Frank Remarks: Information Just Wants to Be Free!
- The Internet Is Too Internationalized To Be Controlled
- The Internet Is Too Interconnected to Be Controlled
- The Internet Is Too Filled with Hackers to Be Controlled
If you've been following my musings here on InformIT for the last several weeks, you know that I'm a firm believer in a decentralized, free Net. In fact, I've been beating this particular drum—that the World Wide Web as we know it today will go the way of the carrier pigeon—for years, based solely on my intuitive opinion.
How I do love to pontificate!
Since 1998, this idea has been championed by the creators of Napster, Gnutella, and recently Morpheus, LimeWire, and BearShare. To add insult to injury, these applications, which give anyone the ability to trade material (copyrighted or otherwise) over the Net, are themselves free to download and use.
The free Net camp declares that today's digital technology sweeps aside any attempts to regulate it. And that, gentle reader, is the beauty for those who believe in a free Net—and the problem for those wanting to control it.
Writing in the September issue of Technology Review, Charles Mann fired a volley across the free Net movement's bow by arguing—and quite well—that the Net is controllable and governable, and information can be blocked. He took issue with free Netheads (like myself) by debunking the following "myths":
The Internet is too internationalized to be controlled.
The Internet is too interconnected to be controlled.
The Internet is too filled with hackers to be controlled.
I give Mr. Mann credit for a well-written and lucid argument—but he's wrong. So I turned to my esteemed colleague Jean François at MagnusNet for his take on Mann's position and, with his help, here's what we arrived at.
The Internet Is Too Internationalized to Be Controlled
Mann claims that information carried on the Net can be filtered and blocked by countries. That's not entirely true. If the country wants to do any e-commerce at all, it must keep open at least one port—port 443. This is the port that SSL (secure socket layer) uses for e-commerce on the web. The data going through this port is encrypted. That means that any data—e-commerce related or otherwise—can be sent through this port. If it were encrypted, the controlling country wouldn't know whether the data was an e-commerce packet or some other form of information—even information that goes against the party line.

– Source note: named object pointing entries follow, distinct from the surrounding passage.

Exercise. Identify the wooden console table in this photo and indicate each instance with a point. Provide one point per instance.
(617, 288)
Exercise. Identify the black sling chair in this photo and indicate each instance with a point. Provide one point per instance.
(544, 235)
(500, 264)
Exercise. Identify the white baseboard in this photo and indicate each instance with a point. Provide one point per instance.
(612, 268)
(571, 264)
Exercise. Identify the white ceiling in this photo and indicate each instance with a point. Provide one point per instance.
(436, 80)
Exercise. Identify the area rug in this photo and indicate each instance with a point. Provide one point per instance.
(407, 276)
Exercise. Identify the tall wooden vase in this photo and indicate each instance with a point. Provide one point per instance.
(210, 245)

In addition, POP and IMAP ports used for email can also be SSL-enabled, so unwanted information can be sent through these ports and right under the noses of the controlling bureaucracy. They could close these ports, but that would cut them off from email and the e-commerce world—for all practical purposes, turning them into an intranet.
That's called cutting off your nose to spite your face.

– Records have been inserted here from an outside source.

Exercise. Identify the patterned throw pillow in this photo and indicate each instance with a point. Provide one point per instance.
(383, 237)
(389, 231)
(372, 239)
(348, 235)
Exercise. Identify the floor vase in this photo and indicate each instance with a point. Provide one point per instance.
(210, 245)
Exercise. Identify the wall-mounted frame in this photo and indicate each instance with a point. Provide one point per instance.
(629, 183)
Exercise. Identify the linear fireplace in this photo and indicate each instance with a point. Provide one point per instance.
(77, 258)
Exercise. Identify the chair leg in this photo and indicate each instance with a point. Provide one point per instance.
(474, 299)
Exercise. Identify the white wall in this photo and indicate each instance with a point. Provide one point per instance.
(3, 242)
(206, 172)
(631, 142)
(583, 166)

Mann also argues that offshore havens for computers serving illegal information to the information-starved masses in tightly controlled countries such as China or those in the Middle East will eventually fail for simple bandwidth reasons. Basically, the small offshore countries where these servers can be set up cannot handle the increasing traffic as the site becomes more and more popular. Sooner or later, they have to move their servers to or at least near a Net backbone (for example, somewhere in North America or Europe), and that backbone would be in a country where the illegal servers can be discovered and controlled. But using mirror sites—even low-bandwidth sites—solves the clogged bandwidth problem by spreading the load between multiple hosts. And even if the illegal servers exist in a controlled or controllable county, information can be passed to others in ways that are almost impossible to trace.
Internet Relay Chat (IRC) is one such way. Using an IRC channel, multiple servers can be used as distributed nodes. A dynamic dialup ISP, where an IP address changes each time you log onto the Net, would be extremely difficult to block. Here's an example. A user enters an IRC channel and says that he has files for downloading at a certain server. He gives the IP address of the server and says that the files will be available only for a brief time. Users can then go to that IP address and download the information. If a controlling party attempts to track its source and filter that IP address, the offending party can use a dialup ISP that assigns a new IP address every time a person logs on.